Related to the problem of longest paths is the traveling salesperson problem (TSP), which is the problem of, given the path cost of every pair of vertices, finding the lowest-cost tour, or path from a start vertex visiting every vertex in the graph once including a return to the start vertex. Compared to the TSP, which is finding the lowest-cost tour, the longest paths problem is like finding the highest-cost tour. What makes both these problems difficult is that we do not have a simple rule for selecting the next element to include in the solution. Unless we have the special power of nondeterminism, it is hard to tell from the beginning which edge is the right one to include in the final solution. Applying a simple rule like, “Select the edge with the lowest cost,” might not necessarily lead to the overall lowest-cost tour. Even though this simple rule worked for the problem of minimum spanning trees, the additional restriction of a tour rather than a tree makes the TSP a much harder problem to solve efficiently. Although we have efficient algorithms for shortest paths, we do not have efficient algorithms for the shortest tour (TSP).

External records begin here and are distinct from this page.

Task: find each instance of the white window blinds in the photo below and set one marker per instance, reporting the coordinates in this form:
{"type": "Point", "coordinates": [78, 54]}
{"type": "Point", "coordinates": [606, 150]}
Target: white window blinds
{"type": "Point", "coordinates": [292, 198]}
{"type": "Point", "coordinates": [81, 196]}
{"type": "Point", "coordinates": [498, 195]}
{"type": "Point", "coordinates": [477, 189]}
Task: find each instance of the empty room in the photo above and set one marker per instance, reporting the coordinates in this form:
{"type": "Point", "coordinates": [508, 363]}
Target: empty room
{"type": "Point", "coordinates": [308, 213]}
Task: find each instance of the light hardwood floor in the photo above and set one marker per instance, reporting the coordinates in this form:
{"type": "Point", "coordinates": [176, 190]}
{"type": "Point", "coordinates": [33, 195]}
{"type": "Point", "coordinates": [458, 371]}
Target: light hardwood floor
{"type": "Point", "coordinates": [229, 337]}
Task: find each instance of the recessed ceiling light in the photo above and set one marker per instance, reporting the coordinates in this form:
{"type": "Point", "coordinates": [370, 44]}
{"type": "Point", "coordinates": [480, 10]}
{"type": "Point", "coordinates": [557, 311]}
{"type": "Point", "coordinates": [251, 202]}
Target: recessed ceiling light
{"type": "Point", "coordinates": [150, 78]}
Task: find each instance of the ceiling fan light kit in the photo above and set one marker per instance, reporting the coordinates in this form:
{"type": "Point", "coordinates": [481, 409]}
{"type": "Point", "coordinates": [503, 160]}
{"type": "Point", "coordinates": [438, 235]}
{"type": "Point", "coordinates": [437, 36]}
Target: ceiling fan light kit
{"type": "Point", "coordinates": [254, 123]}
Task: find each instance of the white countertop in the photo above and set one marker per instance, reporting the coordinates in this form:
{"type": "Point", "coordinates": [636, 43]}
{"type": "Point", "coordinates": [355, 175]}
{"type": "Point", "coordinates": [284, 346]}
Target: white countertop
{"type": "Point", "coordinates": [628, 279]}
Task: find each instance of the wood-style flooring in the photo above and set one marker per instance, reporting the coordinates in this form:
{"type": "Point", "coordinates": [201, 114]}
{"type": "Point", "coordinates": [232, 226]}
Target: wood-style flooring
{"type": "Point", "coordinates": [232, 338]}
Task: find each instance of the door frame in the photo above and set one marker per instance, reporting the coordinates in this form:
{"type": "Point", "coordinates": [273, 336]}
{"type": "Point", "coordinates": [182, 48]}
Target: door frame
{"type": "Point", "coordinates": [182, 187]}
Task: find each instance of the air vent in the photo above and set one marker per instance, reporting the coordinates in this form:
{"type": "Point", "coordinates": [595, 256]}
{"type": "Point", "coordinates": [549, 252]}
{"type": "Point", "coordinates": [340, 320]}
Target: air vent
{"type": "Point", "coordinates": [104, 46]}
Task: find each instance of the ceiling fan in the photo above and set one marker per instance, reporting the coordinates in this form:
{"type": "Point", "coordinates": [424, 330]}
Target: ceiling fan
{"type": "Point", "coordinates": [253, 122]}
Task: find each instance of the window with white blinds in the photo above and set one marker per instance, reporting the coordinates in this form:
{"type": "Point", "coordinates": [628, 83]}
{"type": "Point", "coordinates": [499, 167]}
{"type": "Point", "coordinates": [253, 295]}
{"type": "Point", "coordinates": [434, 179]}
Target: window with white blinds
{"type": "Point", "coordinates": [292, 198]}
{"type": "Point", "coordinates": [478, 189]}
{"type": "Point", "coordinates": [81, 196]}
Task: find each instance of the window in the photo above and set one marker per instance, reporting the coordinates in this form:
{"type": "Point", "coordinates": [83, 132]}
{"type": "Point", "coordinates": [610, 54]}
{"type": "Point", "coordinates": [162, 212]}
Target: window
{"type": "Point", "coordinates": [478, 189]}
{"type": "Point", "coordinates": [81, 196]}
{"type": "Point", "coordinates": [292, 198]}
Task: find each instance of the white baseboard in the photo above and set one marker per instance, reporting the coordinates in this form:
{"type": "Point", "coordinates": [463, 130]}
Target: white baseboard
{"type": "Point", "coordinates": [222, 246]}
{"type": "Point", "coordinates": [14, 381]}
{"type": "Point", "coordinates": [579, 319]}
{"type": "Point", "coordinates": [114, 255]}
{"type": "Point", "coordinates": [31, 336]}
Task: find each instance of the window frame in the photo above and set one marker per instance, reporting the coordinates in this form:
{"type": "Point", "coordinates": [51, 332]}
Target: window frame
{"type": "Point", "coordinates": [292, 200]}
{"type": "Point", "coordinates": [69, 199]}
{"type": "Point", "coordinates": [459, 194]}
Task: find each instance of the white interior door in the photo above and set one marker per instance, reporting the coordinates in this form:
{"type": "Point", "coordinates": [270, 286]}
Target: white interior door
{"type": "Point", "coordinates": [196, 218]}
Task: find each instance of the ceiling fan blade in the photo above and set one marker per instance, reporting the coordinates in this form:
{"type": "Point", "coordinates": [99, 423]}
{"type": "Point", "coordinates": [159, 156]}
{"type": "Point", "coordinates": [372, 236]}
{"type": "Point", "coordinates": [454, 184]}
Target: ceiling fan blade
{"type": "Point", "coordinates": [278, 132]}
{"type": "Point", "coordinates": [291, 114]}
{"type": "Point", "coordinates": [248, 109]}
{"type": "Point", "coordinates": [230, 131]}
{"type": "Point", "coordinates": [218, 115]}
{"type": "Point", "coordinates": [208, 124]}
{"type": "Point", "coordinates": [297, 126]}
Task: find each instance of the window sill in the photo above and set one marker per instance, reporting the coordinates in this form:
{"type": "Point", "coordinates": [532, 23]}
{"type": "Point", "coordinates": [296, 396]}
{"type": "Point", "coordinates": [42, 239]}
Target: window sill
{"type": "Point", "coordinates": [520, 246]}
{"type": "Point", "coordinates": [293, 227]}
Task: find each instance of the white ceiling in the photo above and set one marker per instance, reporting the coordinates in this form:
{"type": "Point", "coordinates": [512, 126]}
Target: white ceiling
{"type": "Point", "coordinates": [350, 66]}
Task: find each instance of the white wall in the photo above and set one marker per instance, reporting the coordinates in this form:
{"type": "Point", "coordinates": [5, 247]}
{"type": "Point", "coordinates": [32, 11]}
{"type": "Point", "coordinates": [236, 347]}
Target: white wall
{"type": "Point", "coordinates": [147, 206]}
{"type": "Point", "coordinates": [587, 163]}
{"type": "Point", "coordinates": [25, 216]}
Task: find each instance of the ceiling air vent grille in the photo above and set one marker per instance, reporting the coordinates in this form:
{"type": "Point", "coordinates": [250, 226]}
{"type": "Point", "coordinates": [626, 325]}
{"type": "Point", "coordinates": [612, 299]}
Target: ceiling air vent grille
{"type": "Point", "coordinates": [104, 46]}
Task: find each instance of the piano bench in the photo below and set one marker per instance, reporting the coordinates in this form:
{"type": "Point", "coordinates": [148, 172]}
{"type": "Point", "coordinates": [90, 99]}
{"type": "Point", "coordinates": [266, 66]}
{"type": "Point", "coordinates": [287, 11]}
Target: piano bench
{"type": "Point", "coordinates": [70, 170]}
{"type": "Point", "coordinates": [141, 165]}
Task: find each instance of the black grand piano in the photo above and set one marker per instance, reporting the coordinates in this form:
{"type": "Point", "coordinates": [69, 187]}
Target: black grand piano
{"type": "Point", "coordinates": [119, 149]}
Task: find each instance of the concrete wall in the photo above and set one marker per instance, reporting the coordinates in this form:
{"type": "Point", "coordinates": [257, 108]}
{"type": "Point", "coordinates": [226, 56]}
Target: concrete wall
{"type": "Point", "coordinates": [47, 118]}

How do we know if a problem is NP-complete? Earlier, we introduced reduction as an algorithm paradigm that is not only useful for solving problems, but also for relating the difficulty of problems. A reduction from a difficult problem A to another problem B proves that B is as difficult as A. It turns out that all NP-complete problems can be reduced to all the others, so an algorithm for solving any NP-complete problem solves every NP-complete problem.

P versus NP

Longest paths and TSP are just two among thousands of NP-complete problems for which we do not have efficient algorithms. The question of P versus NP asks whether it is possible to design a deterministic polynomial-time algorithm for solving any—and therefore all—of NP-complete problems. There are two possible answers to the question of P versus NP:

• If P = NP, then there is a deterministic polynomial-time algorithm for solving all NP-complete problems.
• If P ≠ NP, then there are NP-complete problems that cannot be solved with a deterministic polynomial-time algorithm.

Most theoretical computer scientists believe that P ≠ NP; in other words, it is impossible to design a deterministic polynomial-time algorithm for longest paths, TSP, or any other NP-complete problem. However, they do not have any definite proof that P = NP or P ≠ NP. An efficient algorithm for any one NP-complete problem would not only directly solve routing and logistics problems but would also enable massive advancements in drug discovery through scientific simulation, for instance. It would also break essentially all modern Internet security and password systems—among thousands of other problems.